After checking these settings, we know that we have the proper tools in place to compute aggregates. To make sure that this aggregation preprocessing step takes place as soon we run load.project(), we edit the munge/01-A.R script so that it contains the following two lines of code:

first.letter.counts <- ddply(letters, c('FirstLetter'), nrow)
second.letter.counts <- ddply(letters, c('SecondLetter'), nrow)

Now that we’ve edited this munging script, our aggregation preprocessing step will take place every time we run load.project(). Indeed, you’ll see that preprocessing step take place if you close R, open it again and then rerun load.project():

> library('ProjectTemplate')
> load.project()

Munging Messages

Caching data

Since our new call to ddply() involves a fairly long computation that produces very simple output, it makes sense to cache the output of our aggregation step rather than rerun it every time. To do that, we use the cache() function:

> cache('first.letter.counts')
> cache('second.letter.counts')

Now when we reload our project we see the following:

> library('ProjectTemplate')
> load.project()

Cache Loading Messages

Unfortunately, the preprocessing step still seems to go slowly.
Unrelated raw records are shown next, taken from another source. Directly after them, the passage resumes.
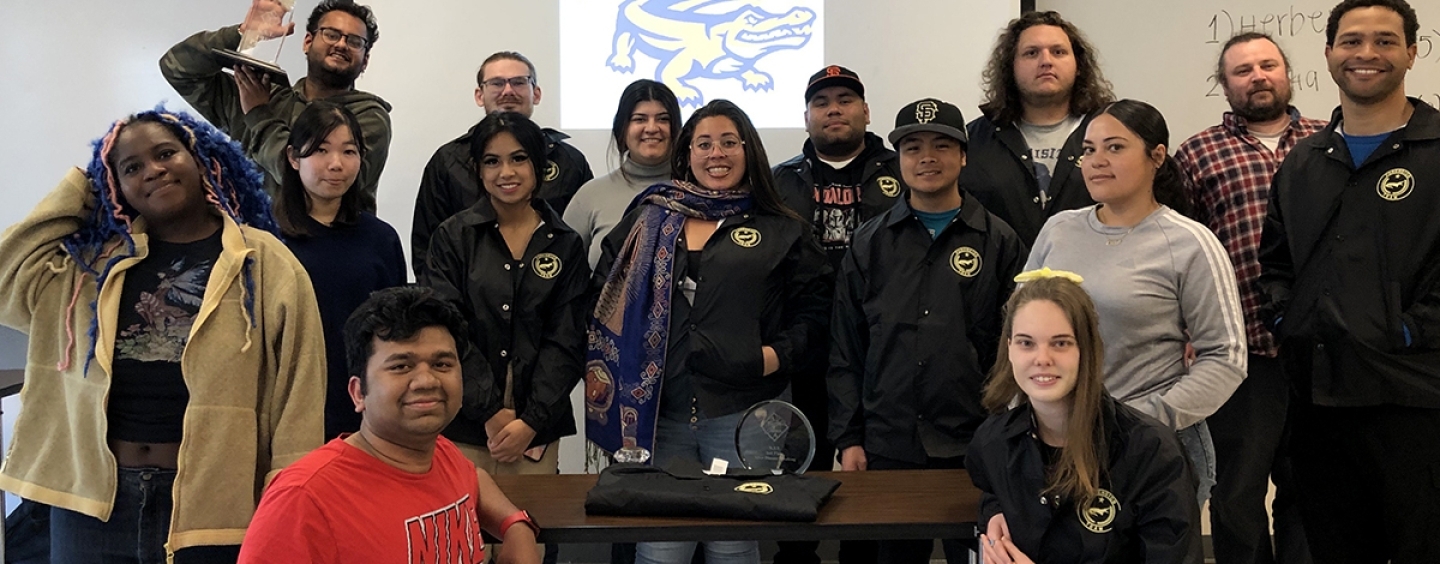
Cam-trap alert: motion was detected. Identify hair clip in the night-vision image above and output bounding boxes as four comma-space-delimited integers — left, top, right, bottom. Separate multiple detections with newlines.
1014, 267, 1084, 284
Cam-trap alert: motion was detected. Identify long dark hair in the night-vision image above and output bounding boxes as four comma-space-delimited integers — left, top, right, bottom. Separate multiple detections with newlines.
978, 11, 1115, 126
672, 99, 800, 221
277, 101, 366, 238
610, 79, 682, 178
468, 111, 550, 200
72, 107, 276, 372
983, 276, 1108, 505
1096, 100, 1191, 217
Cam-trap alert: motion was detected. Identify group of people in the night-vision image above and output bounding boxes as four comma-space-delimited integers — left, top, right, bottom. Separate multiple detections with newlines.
0, 0, 1435, 563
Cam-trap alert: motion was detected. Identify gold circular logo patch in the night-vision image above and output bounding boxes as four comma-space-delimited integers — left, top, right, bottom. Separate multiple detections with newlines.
734, 482, 773, 495
877, 176, 901, 198
544, 162, 560, 182
950, 247, 982, 277
1078, 489, 1120, 533
532, 253, 562, 279
1377, 168, 1414, 201
731, 227, 762, 248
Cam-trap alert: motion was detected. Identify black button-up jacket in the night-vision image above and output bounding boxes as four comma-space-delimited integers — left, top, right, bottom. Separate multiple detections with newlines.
422, 197, 590, 448
412, 127, 594, 276
594, 207, 832, 418
829, 195, 1027, 463
966, 397, 1203, 563
960, 113, 1095, 246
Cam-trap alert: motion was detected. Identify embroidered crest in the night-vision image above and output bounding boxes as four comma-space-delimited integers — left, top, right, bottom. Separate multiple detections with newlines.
877, 176, 901, 198
1078, 489, 1120, 533
1377, 168, 1414, 201
950, 246, 982, 277
545, 162, 561, 182
731, 227, 762, 248
735, 482, 774, 495
533, 253, 563, 279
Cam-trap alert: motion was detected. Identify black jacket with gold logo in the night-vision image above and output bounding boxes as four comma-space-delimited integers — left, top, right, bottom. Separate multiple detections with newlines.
829, 196, 1026, 464
1259, 99, 1440, 408
594, 208, 832, 418
966, 397, 1203, 563
422, 197, 590, 449
412, 127, 593, 276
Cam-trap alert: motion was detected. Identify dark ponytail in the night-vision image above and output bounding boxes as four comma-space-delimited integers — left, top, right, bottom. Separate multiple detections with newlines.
1153, 156, 1190, 217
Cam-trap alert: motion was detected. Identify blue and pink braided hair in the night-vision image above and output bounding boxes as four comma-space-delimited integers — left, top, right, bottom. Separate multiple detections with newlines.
57, 107, 279, 373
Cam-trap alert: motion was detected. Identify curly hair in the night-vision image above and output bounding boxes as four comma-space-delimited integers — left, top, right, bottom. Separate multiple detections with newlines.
65, 107, 278, 372
978, 11, 1115, 126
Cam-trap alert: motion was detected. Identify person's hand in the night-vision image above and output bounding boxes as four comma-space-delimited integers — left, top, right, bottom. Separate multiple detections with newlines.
486, 408, 517, 440
996, 535, 1034, 564
234, 66, 272, 114
488, 419, 537, 463
980, 513, 1014, 564
496, 525, 541, 564
839, 446, 866, 471
762, 346, 779, 376
238, 0, 295, 39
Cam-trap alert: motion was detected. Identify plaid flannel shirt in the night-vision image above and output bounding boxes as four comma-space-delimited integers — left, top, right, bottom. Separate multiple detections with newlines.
1175, 109, 1326, 357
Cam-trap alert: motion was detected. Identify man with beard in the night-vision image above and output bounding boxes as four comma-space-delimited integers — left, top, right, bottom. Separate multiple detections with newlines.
162, 0, 391, 212
771, 64, 902, 564
961, 11, 1115, 246
1258, 1, 1440, 561
411, 51, 592, 277
1175, 32, 1323, 564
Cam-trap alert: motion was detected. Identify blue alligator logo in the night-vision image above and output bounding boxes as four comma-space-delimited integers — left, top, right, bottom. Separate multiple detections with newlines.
608, 0, 817, 107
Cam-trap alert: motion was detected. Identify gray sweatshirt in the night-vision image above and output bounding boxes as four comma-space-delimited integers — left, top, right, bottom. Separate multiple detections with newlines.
563, 158, 671, 268
1026, 205, 1247, 429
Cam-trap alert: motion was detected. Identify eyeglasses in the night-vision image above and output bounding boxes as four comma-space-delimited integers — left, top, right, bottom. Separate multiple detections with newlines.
314, 26, 369, 50
481, 76, 535, 91
691, 138, 745, 154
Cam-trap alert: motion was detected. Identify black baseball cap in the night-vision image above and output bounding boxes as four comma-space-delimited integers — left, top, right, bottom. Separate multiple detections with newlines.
805, 65, 864, 102
888, 98, 968, 147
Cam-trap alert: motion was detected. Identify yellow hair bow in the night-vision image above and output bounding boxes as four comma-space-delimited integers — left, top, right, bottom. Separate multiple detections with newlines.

That’s because, even though we’re pulling first.letter.counts and second.letter.counts from cache, we’re also still running the munging steps to create those variables at runtime. To stop recomputing work we’ve already cached, we edit our configuration file and turn munging off:

munging: FALSE

After doing that, we load our project again and see that things run a lot faster because the munging step is skipped:

> library('ProjectTemplate')
> load.project()

Munging Off Messages

Saving analyses

Now that we’ve got interesting data in our hands, let’s produce some simple density plots to see the shape of the first and second letter counts. To do that, we’ll code up an analysis that we’ll store inside of src/generate_plots.R. In general, you’ll use the src directory to store any analyses that you run. The convention is that every analysis starts with the familiar two lines:

library('ProjectTemplate')
load.project()

And then goes on to do something original with the data:

plot1 <- ggplot(first.letter.counts, aes(x = V1)) + geom_density()
ggsave(file.path('graphs', 'plot1.pdf'))

plot2 <- ggplot(second.letter.counts, aes(x = V1)) + geom_density()
ggsave(file.path('graphs', 'plot2.pdf'))

Once we’ve saved our analysis in the src directory, we can run the analysis by opening R and typing the single line:

> source('src/generate_plots.R')

As you’ll notice, the code we put in src/generate_plots.R saved our plots to the graphs directory, which ProjectTemplate created automatically for us when we ran create.project(). We can see the plots we made by opening the graphs directory and looking inside:

Plot 1 Plot 2

After looking at our new density plots, we see that both the first and second letter distributions are very skewed. To make a note of this for posterity, we can write up our discovery in a text file that we store in the reports directory. Like the graphs directory, the reports directory is generated by ProjectTemplate automatically when we run create.project(). It’s meant to contain the sort of written descriptions of the results of your analyses that you’d publish in a scientific paper.

With that report written and stored in the reports directory, we’ve gone through the simplest sort of analysis you might run with ProjectTemplate. Along the way, we’ve shown some of ProjectTemplate’s basic and intermediate features. In a future piece of documentation, we’ll describe some of the more advanced features that ProjectTemplate offers.